Having spent the last three days combing through its documents, I can vouch for it. The Open Budget Index for 2017 gives India a decent score of 48, with China scoring an abysmal 13 and Pakistan, 44. But Indonesia (64) and Philippines (67) in Asia score far better than India. I suggest that all receipts or expenditure variations above a chosen percentage threshold (10% or 20%) and those above an absolute value of Rs3,000 crore should be explained in a separate document with cross-reference to the parent documents and pages, etc. More can and should be done. Some specific instances follow.
The revenue deficit ratio overshoot of 0.7 percentage point in the revised estimate (2.6%) compared to the budget estimate (1.9%) means that one has to account for Rs1.18 trillion in revenue shortfall and/or expenditure overshoot. Tax revenue is estimated lower by about Rs19,000 crore. Most of it is due to the shortfall in indirect taxes, which more than offsets the better corporate tax collection estimated. This is also despite the government "saving" Rs6,300 crore by not transferring cess collected for addressing calamities to the Disaster Relief Fund. More on such fudges later. With respect to non-tax receipts, the way in which the interest payments made by Indian Railways to the government is shown is not transparent. The Railways have incurred almost twice the budgeted interest expenditure. This was despite the Railways spending less than the budgeted capital expenditure. It should not be shown on a net basis. Interest paid by the Railways should be added to the overall interest payments. It may not make for pleasant viewing but that is the right way to show it.
A report of the Comptroller and Auditor General (CAG) of India (No.44 of 2017) pointed out that the government of India owed more than Rs2 trillion in subsidies to the Food Corporation of India (FCI). That is slightly less than 1.25% of gross domestic product (GDP). The CAG estimate appears to be wrong by a wide margin. Upon cross-verification, I found that the cumulative unpaid subsidies at the end of 2016-17 could be placed at Rs53,880 crore. When the National Democratic Alliance (NDA) came to office, it was around Rs38,000 crore. When United Progressive Alliance-2 (UPA-2) was voted into office, it was only Rs4,670 crore. Unpaid subsidies rose 52% CAGR (compound annual growth rate) between March 2009 and March 2014about 8.2 times.

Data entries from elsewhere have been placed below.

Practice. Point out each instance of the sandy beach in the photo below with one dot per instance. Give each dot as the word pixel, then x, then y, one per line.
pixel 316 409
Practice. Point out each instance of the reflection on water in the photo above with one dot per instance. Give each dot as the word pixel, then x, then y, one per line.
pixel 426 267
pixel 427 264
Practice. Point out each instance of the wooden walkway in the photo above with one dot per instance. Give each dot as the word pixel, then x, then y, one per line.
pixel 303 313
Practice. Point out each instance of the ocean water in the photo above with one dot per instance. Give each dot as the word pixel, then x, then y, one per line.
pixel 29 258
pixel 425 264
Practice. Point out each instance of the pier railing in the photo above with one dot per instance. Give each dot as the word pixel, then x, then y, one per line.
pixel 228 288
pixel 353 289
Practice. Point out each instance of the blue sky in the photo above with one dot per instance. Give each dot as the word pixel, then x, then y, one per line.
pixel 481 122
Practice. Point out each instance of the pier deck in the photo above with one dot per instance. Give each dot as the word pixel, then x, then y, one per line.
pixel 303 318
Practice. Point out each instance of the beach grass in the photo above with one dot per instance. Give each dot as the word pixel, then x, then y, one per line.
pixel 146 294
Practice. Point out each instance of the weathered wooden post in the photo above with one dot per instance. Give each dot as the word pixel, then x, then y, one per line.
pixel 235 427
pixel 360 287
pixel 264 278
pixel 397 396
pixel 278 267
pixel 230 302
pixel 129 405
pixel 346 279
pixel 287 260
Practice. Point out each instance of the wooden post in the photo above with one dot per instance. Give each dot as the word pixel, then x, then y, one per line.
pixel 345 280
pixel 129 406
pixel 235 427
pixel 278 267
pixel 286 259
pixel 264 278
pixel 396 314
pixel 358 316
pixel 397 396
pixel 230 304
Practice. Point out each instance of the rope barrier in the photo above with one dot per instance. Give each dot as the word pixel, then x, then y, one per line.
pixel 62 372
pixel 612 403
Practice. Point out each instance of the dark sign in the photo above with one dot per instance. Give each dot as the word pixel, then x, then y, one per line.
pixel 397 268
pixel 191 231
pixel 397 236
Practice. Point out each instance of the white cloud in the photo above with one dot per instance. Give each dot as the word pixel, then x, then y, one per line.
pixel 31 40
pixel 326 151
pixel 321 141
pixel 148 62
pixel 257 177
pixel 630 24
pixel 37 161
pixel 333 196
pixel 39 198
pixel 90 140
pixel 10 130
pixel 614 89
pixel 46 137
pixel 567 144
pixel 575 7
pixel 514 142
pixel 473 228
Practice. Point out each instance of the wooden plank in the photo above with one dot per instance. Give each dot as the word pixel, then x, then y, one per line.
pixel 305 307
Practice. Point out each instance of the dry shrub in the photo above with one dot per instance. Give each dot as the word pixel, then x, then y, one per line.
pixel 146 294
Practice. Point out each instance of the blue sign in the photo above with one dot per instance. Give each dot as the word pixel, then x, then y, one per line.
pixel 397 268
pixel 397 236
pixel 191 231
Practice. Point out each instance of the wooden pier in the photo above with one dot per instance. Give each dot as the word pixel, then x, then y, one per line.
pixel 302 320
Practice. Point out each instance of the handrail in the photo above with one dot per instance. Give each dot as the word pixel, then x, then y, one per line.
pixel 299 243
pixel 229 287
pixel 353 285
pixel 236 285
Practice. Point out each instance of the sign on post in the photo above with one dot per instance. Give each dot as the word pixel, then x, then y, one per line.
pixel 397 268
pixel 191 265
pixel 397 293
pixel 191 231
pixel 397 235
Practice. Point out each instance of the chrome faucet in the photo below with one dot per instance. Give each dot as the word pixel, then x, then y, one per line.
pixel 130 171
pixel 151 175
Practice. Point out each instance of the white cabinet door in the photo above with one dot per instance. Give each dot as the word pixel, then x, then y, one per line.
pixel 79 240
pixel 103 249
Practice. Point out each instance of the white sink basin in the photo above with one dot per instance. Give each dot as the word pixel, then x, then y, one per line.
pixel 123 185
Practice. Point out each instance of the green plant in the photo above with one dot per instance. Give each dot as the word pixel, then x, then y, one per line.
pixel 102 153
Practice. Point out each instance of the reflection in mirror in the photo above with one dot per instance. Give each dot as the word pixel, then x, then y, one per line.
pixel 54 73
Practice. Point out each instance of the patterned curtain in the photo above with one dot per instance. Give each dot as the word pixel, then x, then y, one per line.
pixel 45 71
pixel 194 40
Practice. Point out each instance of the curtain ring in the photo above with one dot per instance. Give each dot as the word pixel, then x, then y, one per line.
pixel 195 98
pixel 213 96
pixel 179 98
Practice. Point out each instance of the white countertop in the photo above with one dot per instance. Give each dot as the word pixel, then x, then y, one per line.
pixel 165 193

This illustrates the scorched earth that the NDA inherited. India continues to pay a heavy price for the UPA's 10 years in office. It is a classic example of the asymmetric impact of government policies on the economy. It is far easier for governments to hurt than to help the economy. The latter requires political will that transcends short-term considerations. This government has not displayed the will or the capacity to undo the UPA era. In some areas, it has even compounded matters.
While the subsidy arrears to the FCI appear massively overstated, other findings of CAG (Report No.44 for the year 2016-17, published last December) are more damning. Of the Rs7,900 crore that the government has collected since 1996 as research and development (R&D) cess, only Rs600 crore has been utilized. Even more damning is the education cess. In the 10 years up to March 2017, Rs83,500 crore has been collected as secondary and higher education cess. Not a single rupee had been transferred to an earmarked fund in the public account as no scheme was identified or designated fund opened in the public accounts of India. This needs to sink in.
The government raises the tax incidence through such levies but does not bother to take the minimum steps to utilize them. The cess merges into the general tax pool. It is a criminal breach of taxpayers' trust. It robs the government of the moral authority to demand compliance, resulting in distrust and mistrust. Every member of Parliament must turn the gaze inward and ask whether the state of affairs mentioned above is sustainable for the nation, and whether they are leading it to doomsday. India is losing time and all of us, engaged in an elaborate charade of analysing numbers, are wasting our time.